On 2021-12-07 17:54, Bart wrote:

> In any case, fetching the command params is done after the application
> has started running.

No, the process /= application. There is a lot of things happening
between creation of a process and the application running on the context
of that process (or processes).

>>> What it comes down is that, if you are implementing a language, these
>>> argc/argv values don't magically appear on the stack, not on Windows.
>>> The language must arrange for that to happen.
>>
>> The linker, there is a switch to instruct the MS linker which CRT to
>> link to the executable. E.g. one can link one that skips command line
>> parsing altogether.
>
> I don't use a linker...
>
> But if what you say is correct, then this is still code that is within
> the application.

No, it is within the C run-time and furthermore nothing prevents an
implementation of the run-time to call to the system kernel and/or other
processes and services.

>>> The only WinAPI function I know of that gives that info is
>>> GetCommandLine, which delivers a single string you have to process.
>>
>>> If you know of a better WinAPI function on Windows, or of some
>>> exported data from a Windows DLL that provides the same info, or
>>> perhaps of some data block within the loaded PE image that contains
>>> it, then I will use that instead.
>>
>> CommandLineToArgv[A|W]
>
> This would be the next step /after/ calling GetCommandLine.

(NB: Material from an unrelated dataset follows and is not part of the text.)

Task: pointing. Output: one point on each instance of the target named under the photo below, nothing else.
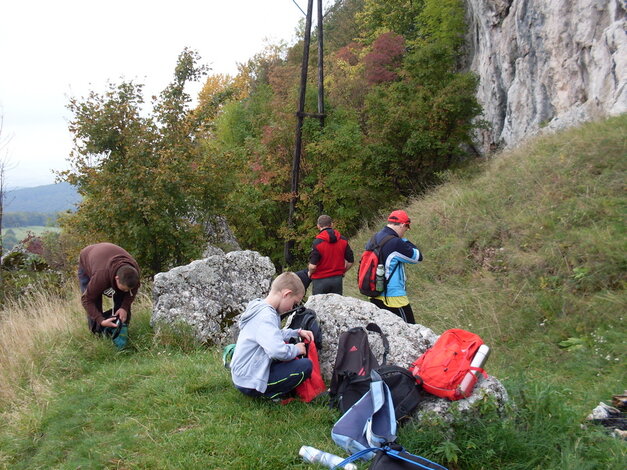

Calling GetCommandLine is no way obligatory and it tells nothing about
the implementation of. When a Windows process is created, the caller can
specify a command line parameter either as an ASCII or as an UTF-16
encoded string. What happens with that parameter, e.g. if it is
marshaled to process address space, converted, or whatever else is up to
Windows. You are making groundless assumptions about the implementation
of Windows API. You shall not, as it is a subject of change at any time
MS finds that appropriate.

> This subthread is about the similarity between:
>
>   - Command line parsing (chopping one input line into separate args)
>   - My language's Readln which reads separate items from one input line
>
> DB said the latter can't possibly work because of too many unknowns. Yet
> it hasn't stopped shells using command line parameters.

He is right.

1. If the OS does not impose a specific way of treating parameters,
there is no safe way to process arguments.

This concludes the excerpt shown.